Uratowanie łowcy alkoholików ... i dostarczenie go prosto do tawerny
Struny dla Troubadours wymagały pomocy lokalnego myśliwego, Vojtěcha, który oczywiście był pijany i wspiął się na drzewo, aby uciec od niektórych wilków. Zamierzone zadanie polegało na ratowaniu go, ratowaniu konia i pomocy mu trzeźwej. W zamian stał się lojalnym sojusznikiem. Postanowiłem jednak wybrać inną trasę - dostarczając go bezpośrednio do najbliższej tawerny.
Zdjęcie: engame.com
Powstała wędrówka była niezapomniana, z bardzo nieszczęśliwym Vojtěchem przeniesionym przez ramię. Jego reakcja po przybyciu? Mniej niż podekscytowany. Odmówił dalszej pomocy i utyknął, nasze następne spotkanie naznaczone zrzędliwym powitaniem i mniej niż stelarowym poglądem jako rekompensatą.
Konfrontacja z Polowtsianami, tylko po to, by filozofować z psem
Polovtsianie, odpowiedzialni za zniszczenie domu Henry'ego, powodowali kłopoty w tawernie. Moja początkowa reakcja? Sprawiedliwa furia i pragnienie zemsty. Zamiast tego znalazłem się towarzysko, pływanie, a ostatecznie angażowałem się w pijany singalong z ludźmi, których zamierzałem walczyć.
Zdjęcie: engame.com
Następnie gadający pies przerwał, rozpoczynając filozoficzny wykład na temat celu życia. Zainspirowany (a może zniknięty), zaakceptowałem jego wyzwanie, aby przepłynąć przez jezioro, co spowodowało zabawną, choć udaną próbę.

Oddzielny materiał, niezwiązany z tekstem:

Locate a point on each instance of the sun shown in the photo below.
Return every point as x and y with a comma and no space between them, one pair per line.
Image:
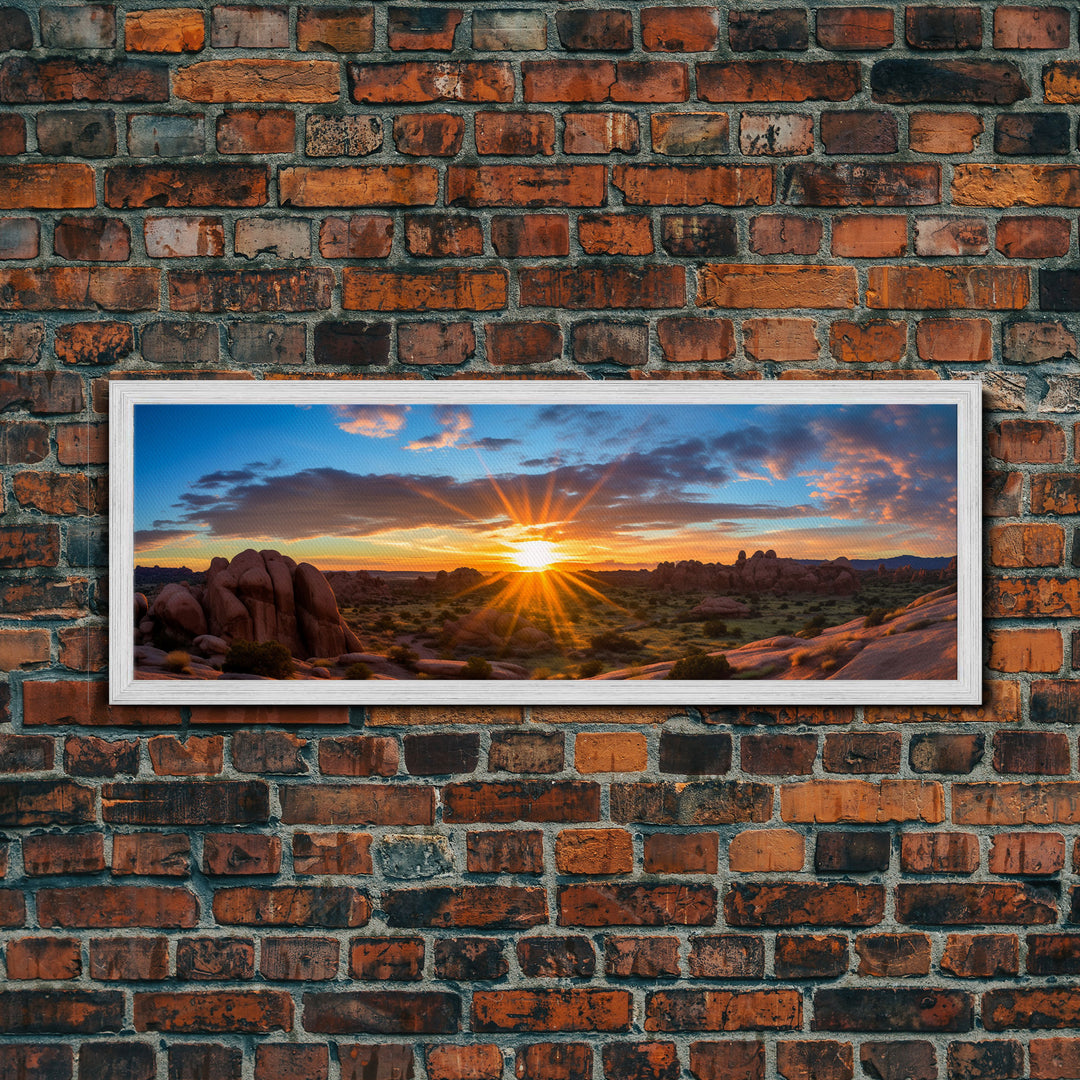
536,554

Zniszczenie się jako złodziej i płacenie ceny
Po opanowaniu Stealth i włamania stałem się najbardziej poszukiwanym Czechą. Pojedynczy nieudany napad, pozostawiając obciążające dowody (krzykliwe akcesoria i utrzymujący się zapach przestępczości), doprowadził do bardzo niezręcznego spotkania ze strażnikiem, który natychmiast oskarżył mnie o kradzież. Jakoś się z tego wyjdzie, ale doświadczenie służyło jako surowa lekcja dbałości o szczegóły gry.
Zdjęcie: engame.com
Sprzedaż skradzionego konia i spotkania Cyganów
Ukradłem konia, zamierzając go sprzedać Mikołajowi, cygańskiego handlowca koni. Jednak Mikołaj spał, a koń przykręcił, zanim zdążyłem go zabezpieczyć. Czekałem na Dawn, tylko po to, by zobaczyć, jak Mikołaj spędza dziesięć minut jedząc owsiankę, zanim ostatecznie zakończyłem transakcję. Nawet najprostsze działania stają się zabawnymi nieszczęściami.
Zdjęcie: engame.com
Dlaczego Kingdom Come: Delivance 2 wyróżnia się
To tylko kilka przykładów uroku gry. Każda decyzja, bez względu na to, jak mała, ma nieoczekiwane konsekwencje. Zaangażowanie w realizm i wciągające szczegóły sprawia, że każda gra jest wyjątkowym i niezapomnianym doświadczeniem. Czeka czeka!